También hubo conceptos desde la 8ª Compañía del CBV, que manifestó el Voluntario Honorario y ex Superintendente Juan Paredes Brante: “Más allá de los cargos que desempeñó con honor, Emilio fue ejemplo de consecuencia bomberil, de respeto por la disciplina y amor por la tradición. Supo guiar con el ejemplo, aconsejar con sabiduría y servir con humildad, dejando una huella imborrable en cada generación que tuvo el privilegio de conocerlo”.
“Hoy su partida -añadió- enluta a toda la familia bomberil. Sin embargo, su legado permanece vivo en cada sirena que suena, en cada cumplida y en cada bombero que entiende que servir no es un deber, sino un honor”.

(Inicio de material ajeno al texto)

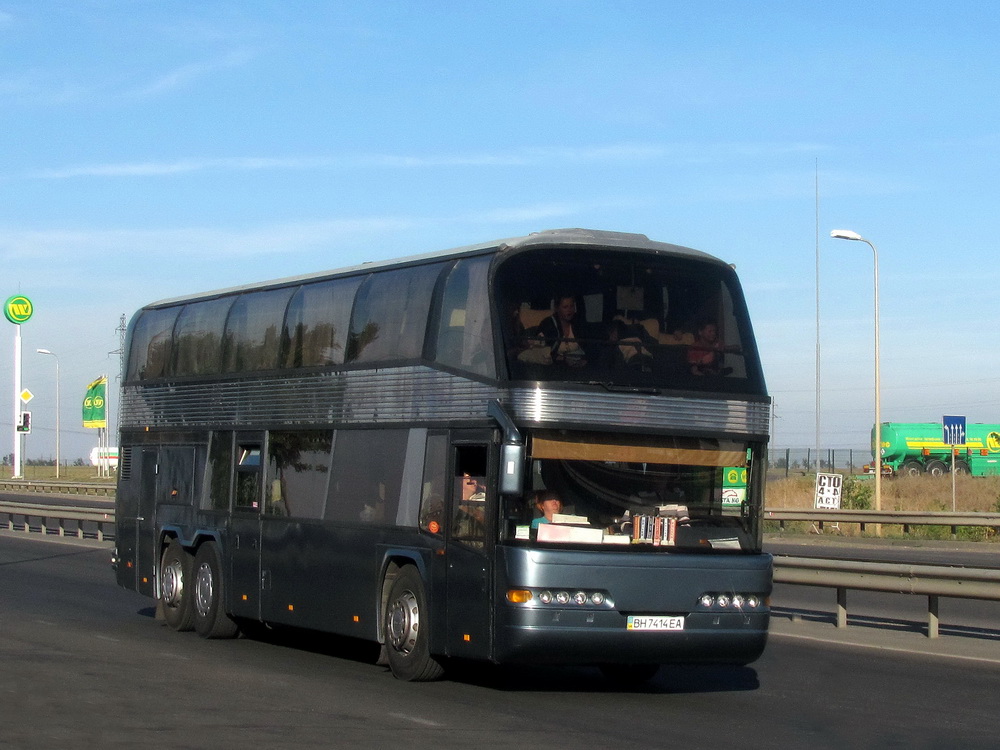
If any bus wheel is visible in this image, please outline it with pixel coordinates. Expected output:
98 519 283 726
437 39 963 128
927 459 948 477
601 664 660 685
385 566 444 682
193 542 239 638
160 539 194 631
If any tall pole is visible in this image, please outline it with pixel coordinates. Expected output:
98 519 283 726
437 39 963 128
35 349 61 479
12 324 24 479
816 159 820 472
830 229 882 516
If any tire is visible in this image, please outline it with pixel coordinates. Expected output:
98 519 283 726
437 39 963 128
385 565 444 682
600 664 660 685
191 542 239 638
159 539 194 632
927 459 948 477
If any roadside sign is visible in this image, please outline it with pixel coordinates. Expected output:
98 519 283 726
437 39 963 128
3 294 35 325
941 416 965 445
815 473 844 510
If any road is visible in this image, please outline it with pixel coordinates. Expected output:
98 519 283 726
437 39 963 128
0 532 1000 750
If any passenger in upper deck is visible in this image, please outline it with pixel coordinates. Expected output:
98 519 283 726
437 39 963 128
538 294 587 367
531 490 562 529
687 320 739 375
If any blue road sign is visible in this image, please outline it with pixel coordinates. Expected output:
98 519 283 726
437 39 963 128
941 417 965 445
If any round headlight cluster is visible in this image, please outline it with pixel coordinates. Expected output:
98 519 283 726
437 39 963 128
698 593 760 609
538 589 608 607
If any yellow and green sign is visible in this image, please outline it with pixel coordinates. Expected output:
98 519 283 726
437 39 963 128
83 375 108 428
3 294 35 325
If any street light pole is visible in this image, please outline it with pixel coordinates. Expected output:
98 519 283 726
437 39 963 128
35 349 60 479
830 229 882 510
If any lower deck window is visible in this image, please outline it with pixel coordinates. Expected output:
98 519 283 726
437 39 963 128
505 433 760 551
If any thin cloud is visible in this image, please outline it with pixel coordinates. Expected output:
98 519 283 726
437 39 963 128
131 51 250 98
29 143 823 180
0 199 600 265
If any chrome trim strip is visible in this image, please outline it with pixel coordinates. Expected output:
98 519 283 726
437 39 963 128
121 366 771 439
510 387 771 438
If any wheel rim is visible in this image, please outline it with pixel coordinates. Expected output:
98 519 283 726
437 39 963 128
194 562 215 617
160 560 184 607
387 591 420 654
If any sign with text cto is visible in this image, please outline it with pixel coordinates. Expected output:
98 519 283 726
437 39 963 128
815 473 844 510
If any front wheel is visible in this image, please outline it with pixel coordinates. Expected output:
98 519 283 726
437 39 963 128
160 539 194 631
193 542 239 638
601 664 660 685
385 566 444 682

También, fuera de la alocución oficial, recordó una faceta de don Emilio Villar: “Era un gran acuarelista, que entregó trozos de historia y arte con ellas, a nuestra Compañía y al bomberismo. Son obras de arte de gran valor estético e histórico, una faceta de Emilio que es bueno recordar y rescatar”.

Por la familia

Y finalmente, a nombre de la familia del Voluntario Honorario, intervino su hija, Macarena Villar, quien en sentido discurso expresó: “Muchas gracias por nosotras, por todas las mujeres, por demostrar que nosotras podemos hacer las mismas cosas que los hombres e incluso mejor. Gracias porque las mujeres sean parte de tu querida ‘Octava’ y de la Institución. Qué orgullo que seas mi papá y te voy a extrañar todos los días de mi vida. Pero no solo te extrañaré yo, también la mamá y todos los que alguna vez llevaste a la casa, los acercaste a algún lado, les compraste galletas, donas, mote con huesillos o los que también tienen un cuadro tuyo en sus casas. Porque así eras tú, te encantaba regalonear a las personas… te prometo que también voy a cuidar a la mamá, que no la dejaré nunca sola; que seguiré haciendo lo que me gusta y nunca perderé el contacto con la ‘Octava’ para seguir tu legado”.